In an effort to facilitate proactive and transparent dialogue about topics affecting the financial marketplace, the Consumer Financial Protection Bureau (CFPB) will be hosting a symposia series featuring panels made up of an assortment of industry stakeholders.
The series is conceived as a means to help the CFPB with its policy development process, including possible future rulemakings.
“There are a number of outstanding, challenging issues the bureau is facing – some of which Congress directed us to address,” CFPB Director Kathy Kraninger said in a release. “I believe that the best way to address these issues is with proactive dialogue.
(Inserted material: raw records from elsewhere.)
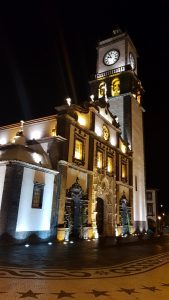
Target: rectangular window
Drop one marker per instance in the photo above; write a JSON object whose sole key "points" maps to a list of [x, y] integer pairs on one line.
{"points": [[110, 164], [37, 195], [149, 195], [78, 149], [136, 183], [123, 171], [149, 209], [99, 159]]}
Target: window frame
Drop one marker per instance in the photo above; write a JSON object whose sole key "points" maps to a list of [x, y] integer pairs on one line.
{"points": [[82, 141], [125, 164], [37, 196]]}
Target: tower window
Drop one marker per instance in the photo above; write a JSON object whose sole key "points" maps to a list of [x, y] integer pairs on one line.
{"points": [[37, 198]]}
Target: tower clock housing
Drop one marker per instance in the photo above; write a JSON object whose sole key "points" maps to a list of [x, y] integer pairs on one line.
{"points": [[117, 83], [115, 52]]}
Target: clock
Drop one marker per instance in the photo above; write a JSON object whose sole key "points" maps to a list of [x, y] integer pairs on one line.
{"points": [[106, 133], [111, 57], [132, 61]]}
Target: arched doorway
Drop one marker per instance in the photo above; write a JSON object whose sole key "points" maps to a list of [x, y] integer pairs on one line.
{"points": [[100, 216], [76, 211]]}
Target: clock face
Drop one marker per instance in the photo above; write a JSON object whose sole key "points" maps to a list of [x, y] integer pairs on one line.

The symposia series is building on the approach we took last year in convening experts on access to credit issues and credit invisibles.”
The first symposium in the series focuses on what can be done to clarify the meaning of “abusive” as it pertains to the CFPB’s authority to regulate against unfair, deceptive or abusive acts or practices (UDAAP) under Section 1031 of the Dodd-Frank Act.
Former CFPB acting director Mick Mulvaney stated that the bureau was working on a rule to clarify what constitutes an abusive act or practice during the Mortgage Bankers Association’s (MBA) annual convention in October 2018.
“UDAAP is the law, and we continue to supervise for it, and if need be, we will bring UDAAP lawsuits,” Mulvaney said, speaking with MBA President and CEO Robert Broeksmit. “But unfair is fairly well established in the law. Deceptive is fairly well established in the law. Abusive, I don’t think, is. So we’ll have an announcement on some rulemaking on what that term means.”
Other topics to be addressed throughout the series will include discussion about behavioral law and economics, small business loan data collection, disparate impact and the Equal Credit Opportunity Act, cost-benefit analysis and consumer-authorized financial data sharing.
“These types of proactive efforts are precisely how we intend to engage,” Kraninger said. “Our symposia series will facilitate a robust discussion by experts on a variety of topics related to the bureau’s mission in a public forum. As the bureau has an open mind on where the process will go, any appropriate next steps would come after the bureau has had time to digest the discussion at the given symposium.”
Kraninger announced that the bureau’s plans to convene the series during her recent speaking engagement at the Bipartisan Policy Center in Washington D.C.
The bureau did not indicate when it will be providing additional details on dates and panelists for the series. It did not indicate where the series would be held, although it appears the events will be at the CFPB headquarters in Washington.